April 22, 2015

U.S. Science Group Urges President Obama: Use Upcoming U.N. Nuclear Weapons Conference to End “Hair-Trigger” Nuclear Weapons Alert

More Than 20,000 Contact White House in Support of Initiative to Reduce Nuclear Risks without Compromising Security

WASHINGTON (April 22, 2015)—The Union of Concerned Scientists (UCS) is calling on President Barack Obama to use the Nuclear Non-Proliferation Treaty (NPT) Review Conference—which begins this Monday, April 27 at the United Nations—to announce an end to the Cold War practice of keeping U.S. ground-based nuclear missiles on “hair trigger” alert.

Recognizing Russia’s recent aggressive military actions and hostile rhetoric, UCS maintains it is precisely during times of heightened tension that misunderstandings and mistakes are most likely to happen. Current U.S. and Russian nuclear weapon policies make such miscalculations potentially lethal on a global scale.

“Our two countries are still living with a short-burning nuclear fuse that dates back to the Cold War,” said physicist David Wright, co-director of UCS’s Global Security Program. “It’s a dangerous relic that could have devastating human, environmental and economic consequences.”

Today, just as at the height of the Cold War, U.S. intercontinental ballistic missiles (ICBMs) are on hair-trigger status, ready to be fired in minutes in response to a warning of an incoming attack. Several instances of erroneous and misinterpreted warning signals illustrate how this “launch on warning” posture creates a risk of a mistaken launch.

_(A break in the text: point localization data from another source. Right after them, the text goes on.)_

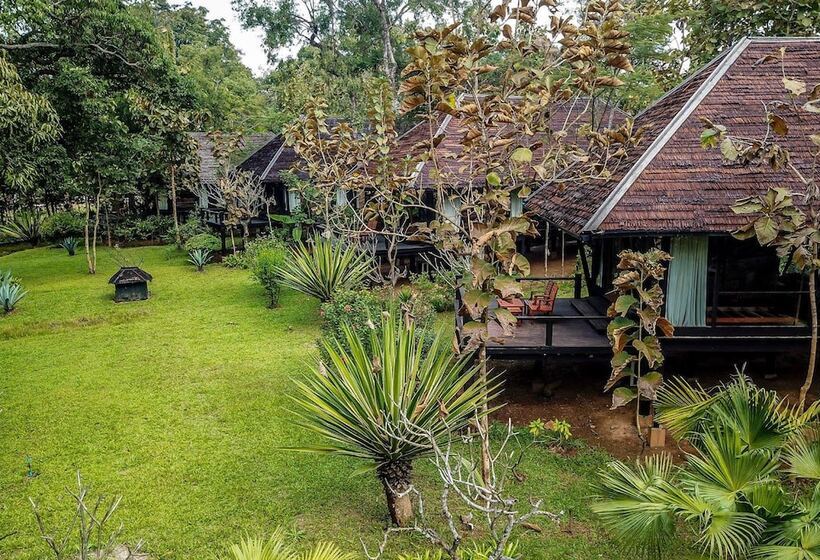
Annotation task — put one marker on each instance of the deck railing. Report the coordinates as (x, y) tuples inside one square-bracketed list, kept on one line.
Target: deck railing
[(548, 320), (715, 300)]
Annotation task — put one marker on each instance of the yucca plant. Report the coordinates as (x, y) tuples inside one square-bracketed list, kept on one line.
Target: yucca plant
[(199, 258), (70, 245), (324, 267), (277, 548), (11, 292), (379, 405), (24, 227), (733, 490)]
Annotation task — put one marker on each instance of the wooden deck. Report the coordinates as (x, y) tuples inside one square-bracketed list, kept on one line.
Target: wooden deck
[(572, 332)]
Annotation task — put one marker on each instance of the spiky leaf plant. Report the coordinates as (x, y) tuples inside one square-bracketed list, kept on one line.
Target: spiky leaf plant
[(733, 490), (277, 548), (380, 405), (199, 258), (70, 245), (11, 292), (324, 267)]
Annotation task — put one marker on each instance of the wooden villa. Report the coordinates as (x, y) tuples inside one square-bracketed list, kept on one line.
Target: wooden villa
[(722, 294)]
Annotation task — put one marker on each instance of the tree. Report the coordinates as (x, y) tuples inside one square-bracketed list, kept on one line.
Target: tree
[(224, 89), (510, 144), (177, 147), (733, 489), (29, 123), (361, 402), (788, 221)]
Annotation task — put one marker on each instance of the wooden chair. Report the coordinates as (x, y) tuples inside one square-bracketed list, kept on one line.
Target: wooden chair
[(515, 306), (543, 304)]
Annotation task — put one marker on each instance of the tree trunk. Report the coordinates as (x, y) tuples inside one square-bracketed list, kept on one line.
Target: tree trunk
[(93, 257), (108, 225), (177, 236), (804, 390), (396, 480), (486, 467), (389, 65), (86, 235)]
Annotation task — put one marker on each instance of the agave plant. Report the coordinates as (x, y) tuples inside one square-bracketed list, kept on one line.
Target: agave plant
[(380, 405), (24, 227), (733, 489), (11, 292), (277, 548), (199, 258), (324, 267), (70, 245)]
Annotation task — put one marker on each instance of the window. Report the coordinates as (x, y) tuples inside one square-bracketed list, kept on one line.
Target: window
[(294, 201), (451, 208), (516, 205)]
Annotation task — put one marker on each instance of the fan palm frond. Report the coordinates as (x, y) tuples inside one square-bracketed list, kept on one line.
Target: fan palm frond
[(807, 547), (325, 551), (256, 548), (681, 406), (632, 505), (803, 454), (722, 472)]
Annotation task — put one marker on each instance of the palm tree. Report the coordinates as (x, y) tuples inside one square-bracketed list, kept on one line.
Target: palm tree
[(733, 490), (324, 267), (382, 404), (277, 548)]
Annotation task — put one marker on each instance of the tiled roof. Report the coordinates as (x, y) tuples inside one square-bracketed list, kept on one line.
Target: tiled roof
[(208, 166), (670, 183), (455, 171)]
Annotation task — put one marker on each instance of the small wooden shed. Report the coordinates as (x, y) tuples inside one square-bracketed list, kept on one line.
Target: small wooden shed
[(130, 284)]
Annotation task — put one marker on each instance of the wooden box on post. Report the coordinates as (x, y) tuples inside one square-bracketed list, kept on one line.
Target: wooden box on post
[(130, 284)]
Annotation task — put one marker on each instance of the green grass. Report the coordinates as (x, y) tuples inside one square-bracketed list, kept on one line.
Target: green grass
[(178, 403)]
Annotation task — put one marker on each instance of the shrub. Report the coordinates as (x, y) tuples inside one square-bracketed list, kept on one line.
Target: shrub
[(234, 260), (60, 225), (11, 292), (277, 548), (152, 227), (191, 227), (199, 258), (266, 260), (70, 245), (378, 401), (324, 267), (26, 226), (736, 489), (203, 241), (359, 310)]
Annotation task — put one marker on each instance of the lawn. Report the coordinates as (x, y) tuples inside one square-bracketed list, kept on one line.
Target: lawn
[(179, 404)]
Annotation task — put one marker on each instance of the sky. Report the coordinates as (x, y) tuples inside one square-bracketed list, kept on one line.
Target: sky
[(248, 42)]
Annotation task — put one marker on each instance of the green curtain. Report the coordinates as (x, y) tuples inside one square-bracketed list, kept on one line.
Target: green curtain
[(686, 288)]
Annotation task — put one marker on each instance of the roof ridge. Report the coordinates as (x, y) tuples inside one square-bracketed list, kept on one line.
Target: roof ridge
[(273, 136), (728, 59), (275, 157)]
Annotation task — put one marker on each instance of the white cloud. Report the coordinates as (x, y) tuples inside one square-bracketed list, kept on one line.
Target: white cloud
[(248, 42)]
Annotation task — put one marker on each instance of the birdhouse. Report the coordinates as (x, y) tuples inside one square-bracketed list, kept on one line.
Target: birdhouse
[(130, 284)]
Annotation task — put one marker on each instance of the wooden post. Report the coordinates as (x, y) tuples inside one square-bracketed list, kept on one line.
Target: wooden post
[(548, 333), (546, 247), (714, 298)]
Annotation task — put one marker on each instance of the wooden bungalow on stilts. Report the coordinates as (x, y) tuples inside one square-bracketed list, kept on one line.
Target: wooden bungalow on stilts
[(670, 192)]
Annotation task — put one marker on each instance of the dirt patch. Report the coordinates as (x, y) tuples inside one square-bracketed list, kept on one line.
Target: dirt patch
[(573, 392)]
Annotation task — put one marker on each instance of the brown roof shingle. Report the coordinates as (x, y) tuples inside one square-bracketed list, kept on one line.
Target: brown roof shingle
[(671, 184)]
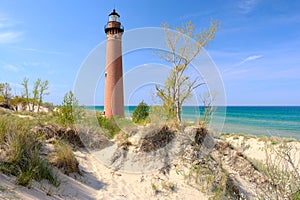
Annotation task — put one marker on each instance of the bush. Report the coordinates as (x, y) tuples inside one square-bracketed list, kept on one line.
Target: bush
[(20, 155), (140, 113), (70, 111), (64, 159), (110, 126)]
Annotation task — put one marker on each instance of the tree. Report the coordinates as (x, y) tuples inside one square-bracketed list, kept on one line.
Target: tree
[(42, 91), (5, 90), (70, 110), (183, 47), (36, 93), (26, 91), (140, 113)]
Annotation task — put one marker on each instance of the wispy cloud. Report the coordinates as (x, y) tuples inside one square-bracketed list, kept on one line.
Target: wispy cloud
[(41, 51), (247, 6), (10, 37), (12, 68), (7, 35), (195, 15), (249, 58)]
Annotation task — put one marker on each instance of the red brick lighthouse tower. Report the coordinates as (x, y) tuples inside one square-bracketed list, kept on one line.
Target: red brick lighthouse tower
[(114, 95)]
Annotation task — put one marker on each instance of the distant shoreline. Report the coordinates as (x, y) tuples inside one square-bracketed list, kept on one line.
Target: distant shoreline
[(282, 121)]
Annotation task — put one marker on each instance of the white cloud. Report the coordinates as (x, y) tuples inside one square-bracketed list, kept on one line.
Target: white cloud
[(247, 6), (42, 51), (12, 68), (249, 58), (10, 37), (7, 34)]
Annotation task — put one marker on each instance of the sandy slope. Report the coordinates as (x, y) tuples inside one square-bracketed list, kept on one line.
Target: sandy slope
[(100, 182)]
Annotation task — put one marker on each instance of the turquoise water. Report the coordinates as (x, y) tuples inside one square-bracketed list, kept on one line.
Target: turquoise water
[(281, 121)]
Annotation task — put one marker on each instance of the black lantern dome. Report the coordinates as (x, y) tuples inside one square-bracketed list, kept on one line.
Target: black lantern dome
[(113, 25)]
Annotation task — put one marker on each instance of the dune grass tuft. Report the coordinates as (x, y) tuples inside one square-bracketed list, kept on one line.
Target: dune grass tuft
[(64, 159), (20, 152)]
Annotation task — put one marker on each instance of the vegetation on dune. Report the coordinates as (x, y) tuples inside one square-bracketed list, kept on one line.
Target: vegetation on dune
[(20, 150), (69, 111), (183, 46), (140, 113), (63, 158)]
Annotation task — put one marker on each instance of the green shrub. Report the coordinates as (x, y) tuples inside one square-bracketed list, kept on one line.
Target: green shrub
[(140, 113), (21, 150), (70, 111), (109, 126), (64, 159)]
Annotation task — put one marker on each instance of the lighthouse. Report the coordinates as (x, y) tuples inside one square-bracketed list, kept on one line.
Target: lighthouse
[(114, 94)]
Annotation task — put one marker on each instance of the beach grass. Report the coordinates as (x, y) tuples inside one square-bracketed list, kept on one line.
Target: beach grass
[(20, 152)]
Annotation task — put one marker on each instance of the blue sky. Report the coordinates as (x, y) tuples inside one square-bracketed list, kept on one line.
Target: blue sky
[(256, 50)]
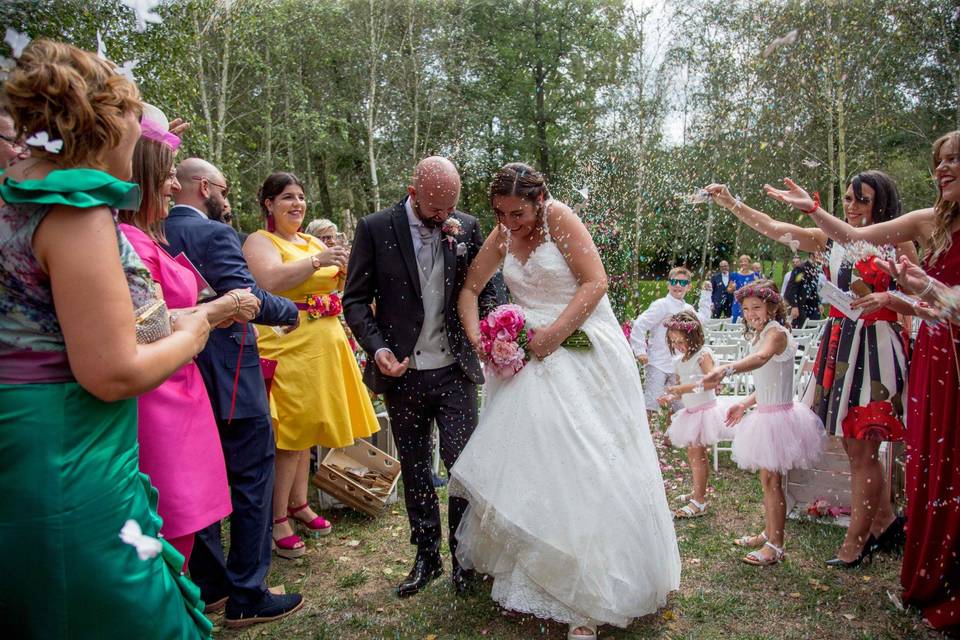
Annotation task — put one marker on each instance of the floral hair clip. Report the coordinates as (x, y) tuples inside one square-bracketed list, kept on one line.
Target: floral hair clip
[(686, 326), (763, 293), (452, 227)]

Removing our 450 land-based missiles from hair-trigger alert would increase U.S. security while retaining a secure deterrent, as U.S. nuclear-armed submarines hiding in the oceans are invulnerable to attack and could be used to retaliate in the event of a nuclear strike.

UCS has launched a new public initiative to persuade President Obama to exercise his authority as commander in chief and end hair-trigger status. The group’s initial calls to action generated more than 20,000 letters to the White House. A number of other arms control and security organizations have issued similar appeals.

As candidates, both President Obama and former President George W. Bush called for an end to hair-trigger alert. This policy change also enjoys strong support among many U.S. national security experts, including former secretaries of state and defense, members of the Joint Chiefs and commanders of U.S. Strategic Command.

The issue of nuclear risk reduction will be a prominent theme at this year’s NPT Review Conference, which runs through May 22. Last year, 160 countries voted in support of a resolution to “decrease the operational readiness of nuclear weapons systems, with a view to ensuring that all nuclear weapons are removed from high alert status.”

In addition, the Non-Proliferation and Disarmament Initiative (NPDI), a coalition including Japan, Canada and Germany, will bring before the Review Conference a working paper that calls on all nuclear weapons states to take “concrete and meaningful steps, whether unilaterally, bilaterally or regionally, to further reduce the operational status of nuclear weapons.”

“There is no reason to continue accepting the serious risks that U.S. and Russian launch-on-warning policies entail,” said Lisbeth Gronlund, a physicist and the other co-director of UCS’s Global Security Program. “Nor should the United States wait for Russia to take action. President Obama should make the world safer by taking U.S. land-based missiles off hair-trigger alert.”

An announcement by the United States that it will eliminate hair-trigger status for its land-based missiles would also send a strong signal to the NPT Review Conference delegates that the United States is committed to reducing the risks that its nuclear weapons pose.

The Union of Concerned Scientists puts rigorous, independent science to work to solve our planet's most pressing problems. Joining with people across the country, we combine technical analysis and effective advocacy to create innovative, practical solutions for a healthy, safe, and sustainable future.